Spójrz w gwiazdy.
„Syriusz pośród chmur” to kolejna jednotomówka od wydawnictwa Waneko, która zwróciła moją uwagę. No dobra, będę szczera... każda jednotomowa manga od Waneko zwraca moją uwagę, bo większość z nich jest o wiele bardziej emocjonalna, niż niektóre książki, które w domyśle powinny takie być. „Syriusz pośród chmur" to manga, która skrywa trzy różne historie, a wszystkie są poprowadzone w bardzo podobnym tonie.
FABUŁA
Hanoka nigdy nie poznała sensu prawdziwej przyjaźni. Dziewczyna przez pracę swojego ojca często zmienia szkołę i znajomych. Ostatnim razem, kiedy Hanoka znalazła przyjaciół, musieli wyjechać do kolejnego miasta pełnego nieznajomych. Przez ciągłe przeprowadzki i poznawanie nowych twarzy, Hanoka obiecała sobie, że już nigdy nie zaprzyjaźni się z kimś na poważnie, a już na pewno nie zakocha się w jakimś chłopcu. Przecież i tak zaraz wyjedzie i zostawi za sobą znajomych po raz kolejny. Wszystko zmienia się, kiedy pewnego dnia spotyka chłopaka, który rozświetla mrok jej duszy, niczym najjaśniejsza gwiazda na ciemnym niebie.
OPRAWA GRAFICZNA
„Syriusz pośród chmur" w zasadzie nie wyróżnia się niczym na tle innych mang od Waneko. Obwoluta przyjemna dla oka skrywa prostą okładkę, zaś kreska też nie dostarcza problemów w czytaniu. Jeżeli chodzi o dymki, to dwa razy zauważyłam, że nachodzą na siebie, przez co tego pod spodem nie można było w miarę łatwo rozczytać, bo były pierwsze literki wyrazów zasłonięte. Niemniej jednak ogólnie, jeżeli chodzi o jakość jest to dobrze wydana manga.
OPINIA OGÓLNA
Niestety „Syriusz pośród chmur" nie trafił do mnie. Zaczynało się całkiem zacnie i przyjemnie, ale potem zrobiło się za ckliwo, a bohaterka pierwszego opowiadania za bardzo użalała się nad sobą. Jej tłumaczenia nie polepszyły mojego stosunku do niej. W kolejnych dwóch historiach jest użyty bardzo podobny schemat, który też mnie nie urzekł. Kurczę, lubię emocjonalne opowiadania, ale takie które mają w miarę realny sens. Ten tytuł zdecydowanie nie będzie moim ulubionym.
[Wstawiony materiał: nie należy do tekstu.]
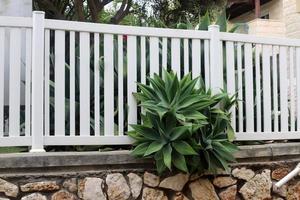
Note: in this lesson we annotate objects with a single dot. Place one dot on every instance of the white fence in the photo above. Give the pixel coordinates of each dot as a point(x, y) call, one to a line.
point(79, 79)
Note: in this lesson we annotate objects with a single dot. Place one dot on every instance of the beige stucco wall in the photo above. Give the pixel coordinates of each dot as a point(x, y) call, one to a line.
point(273, 8)
point(284, 11)
point(291, 18)
point(263, 27)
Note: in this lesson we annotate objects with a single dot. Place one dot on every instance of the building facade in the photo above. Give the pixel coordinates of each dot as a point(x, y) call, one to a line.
point(278, 18)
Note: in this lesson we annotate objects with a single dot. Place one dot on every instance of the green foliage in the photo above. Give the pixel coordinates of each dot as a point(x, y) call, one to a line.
point(184, 126)
point(206, 20)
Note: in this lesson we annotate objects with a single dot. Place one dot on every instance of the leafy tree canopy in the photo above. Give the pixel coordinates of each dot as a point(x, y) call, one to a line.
point(158, 13)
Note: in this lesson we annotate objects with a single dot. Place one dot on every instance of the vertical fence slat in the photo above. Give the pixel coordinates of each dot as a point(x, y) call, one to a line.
point(291, 88)
point(258, 86)
point(216, 79)
point(206, 64)
point(59, 83)
point(275, 88)
point(175, 56)
point(230, 77)
point(240, 87)
point(120, 85)
point(132, 77)
point(72, 84)
point(2, 47)
point(28, 83)
point(196, 58)
point(14, 81)
point(47, 83)
point(108, 85)
point(267, 88)
point(249, 88)
point(283, 89)
point(84, 83)
point(143, 60)
point(37, 115)
point(154, 56)
point(165, 53)
point(298, 86)
point(186, 56)
point(96, 85)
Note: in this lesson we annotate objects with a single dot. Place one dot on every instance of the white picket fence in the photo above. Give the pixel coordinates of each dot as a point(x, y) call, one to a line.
point(55, 92)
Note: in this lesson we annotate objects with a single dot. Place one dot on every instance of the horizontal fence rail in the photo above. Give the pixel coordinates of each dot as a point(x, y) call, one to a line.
point(71, 83)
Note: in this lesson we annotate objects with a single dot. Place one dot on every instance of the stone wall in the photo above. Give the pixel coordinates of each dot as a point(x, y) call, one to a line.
point(244, 182)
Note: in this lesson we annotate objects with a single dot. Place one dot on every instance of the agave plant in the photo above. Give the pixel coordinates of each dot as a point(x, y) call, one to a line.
point(166, 140)
point(184, 126)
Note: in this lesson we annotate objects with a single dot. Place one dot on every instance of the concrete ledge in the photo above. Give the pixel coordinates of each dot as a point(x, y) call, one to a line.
point(122, 160)
point(268, 150)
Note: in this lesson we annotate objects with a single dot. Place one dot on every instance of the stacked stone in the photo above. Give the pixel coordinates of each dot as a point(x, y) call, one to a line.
point(241, 183)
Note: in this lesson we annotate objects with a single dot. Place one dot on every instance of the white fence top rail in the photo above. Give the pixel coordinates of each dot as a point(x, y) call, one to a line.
point(245, 38)
point(124, 30)
point(18, 22)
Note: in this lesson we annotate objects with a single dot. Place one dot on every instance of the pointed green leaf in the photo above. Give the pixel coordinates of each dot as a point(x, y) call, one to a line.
point(167, 154)
point(154, 147)
point(183, 148)
point(179, 162)
point(140, 149)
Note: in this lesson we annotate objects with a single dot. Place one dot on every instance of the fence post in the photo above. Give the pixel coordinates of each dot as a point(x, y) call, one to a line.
point(37, 122)
point(216, 63)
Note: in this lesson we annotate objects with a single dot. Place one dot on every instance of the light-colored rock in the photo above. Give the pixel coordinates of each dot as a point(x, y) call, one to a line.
point(195, 176)
point(153, 194)
point(9, 189)
point(175, 183)
point(71, 185)
point(229, 193)
point(42, 186)
point(117, 188)
point(203, 189)
point(243, 173)
point(151, 179)
point(34, 196)
point(279, 173)
point(224, 181)
point(281, 191)
point(259, 187)
point(179, 196)
point(63, 195)
point(293, 191)
point(218, 171)
point(135, 184)
point(91, 189)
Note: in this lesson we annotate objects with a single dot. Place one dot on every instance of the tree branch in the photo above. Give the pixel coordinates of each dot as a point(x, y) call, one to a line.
point(79, 10)
point(122, 12)
point(48, 5)
point(93, 10)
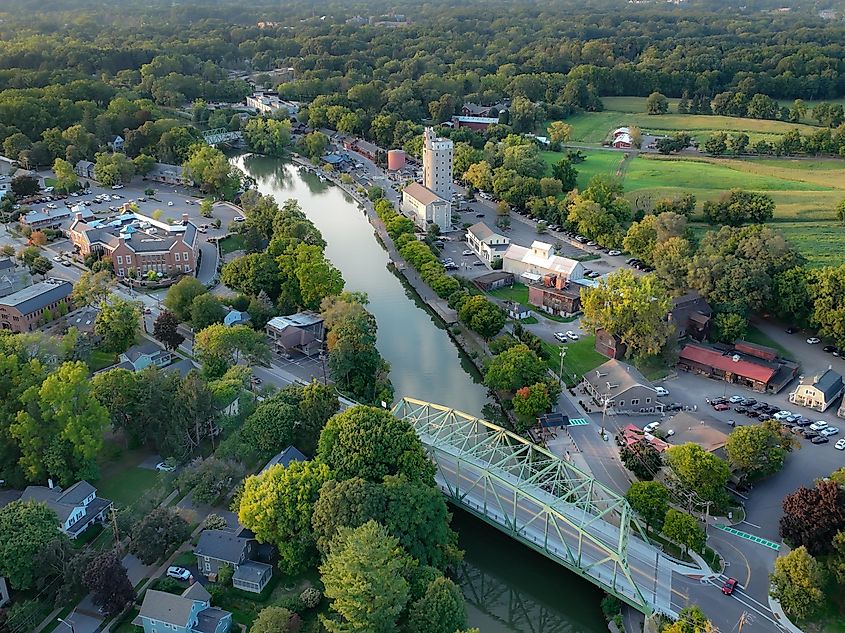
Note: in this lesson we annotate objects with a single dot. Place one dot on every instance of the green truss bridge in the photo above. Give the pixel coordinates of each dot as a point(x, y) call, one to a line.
point(544, 502)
„Syriusz pośród chmur” to manga, która powinna się spodobać młodszym czytelnikom japońskich komiksów. Bohaterowie tych historii są młodzi, a ich przygody szybciej trafią do nastolatków, niż starszych. Oczywiście starsi mogą sami sprawdzić, czy manga autorstwa Vegi Nakashimy do nich trafi. Dajcie znać!